Benim bir romanda en öncelikli aradığım, kelimelerin ve yazım dilinin teknik özelliklerinin ustalıklı kullanımıdır. İyi anlatımı, anlatılan hikayeden yeğ tutarım. Bu yaklaşımımı bazı arkadaşlar “fazla mekanik” bulurlar -- kurgu ve/veya anlatılan hikaye de pekala daha makbul bulunabiliyor, pek çokları için belki öyledir de.
“Martin Eden”, Jack London’ın ilk okuduğum kitabı oldu. Hikaye baştan sona sürükleyiciydi. İtiraf etmeliyim ki, hem kitabın baş kahramanı Martin Eden’ın zorlu yaşam mücadelesi hem de romandaki lirik aşk hikayesi daha kitabın ilk sayfalarından itibaren beni kendisine kilitledi, kitabın son cümlesine dek soluksuz takipte kaldım.
Ama dedim ya işte kelimeler/dil önemli diye, doğrusu başlarda, belki kitabın ilk üçte birlik bölümünde yazarın anlatım dili bana biraz basit, yavan geldi. Bu belki de bu kitaba bir Dostoyevski romanı sonrasında başlamış olmamdan kaynaklanmıştır, bilemiyorum.

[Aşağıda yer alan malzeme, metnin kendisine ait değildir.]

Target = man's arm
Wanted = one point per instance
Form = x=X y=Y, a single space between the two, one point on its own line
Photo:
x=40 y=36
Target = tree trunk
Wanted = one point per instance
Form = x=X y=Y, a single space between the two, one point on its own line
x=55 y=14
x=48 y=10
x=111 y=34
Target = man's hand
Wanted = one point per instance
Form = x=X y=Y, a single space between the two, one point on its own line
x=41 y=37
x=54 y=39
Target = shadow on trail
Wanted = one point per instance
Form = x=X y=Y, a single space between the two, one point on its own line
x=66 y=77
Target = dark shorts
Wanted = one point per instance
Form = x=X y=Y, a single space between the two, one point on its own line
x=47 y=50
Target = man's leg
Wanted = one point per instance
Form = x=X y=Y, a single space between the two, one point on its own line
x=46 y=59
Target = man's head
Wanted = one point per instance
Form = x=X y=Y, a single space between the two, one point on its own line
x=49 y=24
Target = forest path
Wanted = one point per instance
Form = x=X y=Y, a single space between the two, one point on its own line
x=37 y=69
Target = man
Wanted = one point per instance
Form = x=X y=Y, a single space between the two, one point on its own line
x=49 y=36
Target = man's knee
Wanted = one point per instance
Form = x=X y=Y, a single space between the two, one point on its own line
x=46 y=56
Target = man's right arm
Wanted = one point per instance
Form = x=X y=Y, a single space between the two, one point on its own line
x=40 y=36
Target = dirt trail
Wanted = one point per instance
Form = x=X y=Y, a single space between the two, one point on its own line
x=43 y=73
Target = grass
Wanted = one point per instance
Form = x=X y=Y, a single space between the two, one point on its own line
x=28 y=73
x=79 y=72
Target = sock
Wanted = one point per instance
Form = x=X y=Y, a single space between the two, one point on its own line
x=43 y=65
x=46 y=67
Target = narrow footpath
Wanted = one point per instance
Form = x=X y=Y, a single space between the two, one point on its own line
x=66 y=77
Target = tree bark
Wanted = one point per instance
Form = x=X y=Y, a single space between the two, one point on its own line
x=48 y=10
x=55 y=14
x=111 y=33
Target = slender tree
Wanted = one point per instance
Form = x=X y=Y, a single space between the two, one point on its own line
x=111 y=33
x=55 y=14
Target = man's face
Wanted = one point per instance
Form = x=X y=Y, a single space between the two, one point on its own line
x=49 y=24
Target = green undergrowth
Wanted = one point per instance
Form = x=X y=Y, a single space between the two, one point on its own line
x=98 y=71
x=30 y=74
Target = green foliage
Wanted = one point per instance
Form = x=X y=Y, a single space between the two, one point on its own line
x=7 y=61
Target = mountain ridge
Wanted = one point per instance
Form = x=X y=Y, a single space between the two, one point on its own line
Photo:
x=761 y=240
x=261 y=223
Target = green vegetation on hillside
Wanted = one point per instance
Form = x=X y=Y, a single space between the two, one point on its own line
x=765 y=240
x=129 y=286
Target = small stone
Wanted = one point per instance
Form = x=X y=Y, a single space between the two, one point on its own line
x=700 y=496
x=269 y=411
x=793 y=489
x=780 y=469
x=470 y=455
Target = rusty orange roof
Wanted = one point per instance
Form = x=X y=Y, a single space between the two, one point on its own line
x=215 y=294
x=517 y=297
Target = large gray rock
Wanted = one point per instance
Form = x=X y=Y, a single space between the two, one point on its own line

Ama sonrasında, nasıl olduğunu benim de tam anlamadığım bir şekilde, dildeki o basitliği sevmeye başladım. Daha doğrusu, o basitlik dediğimi daha sonra sadelik/yalınlık olarak görmeye ve bu yalınlığın kitaba harika bir akıcılık kattığını düşünmeye başladım. Yazar kitapta zaten okuyucuyu kendine kilitleyen cinsten nefis iki hikaye yakalamış (bir kişisel gelişim hikayesi, bir de nefes kesen bir aşk hikayesi), dolayısıyla bunları öne çıkaracak şekilde kullandığı dili özellikle süper-akıcı tutmuş gibi hissettim. Zaten bir noktadan sonra kurgu, dil, anlatılan hikaye hepsi birbirinden beslenmeye başlıyor sanki.
Uzun lafın kısası, büyük keyifle okuduğum bir roman oldu. Herkese tavsiye ederim.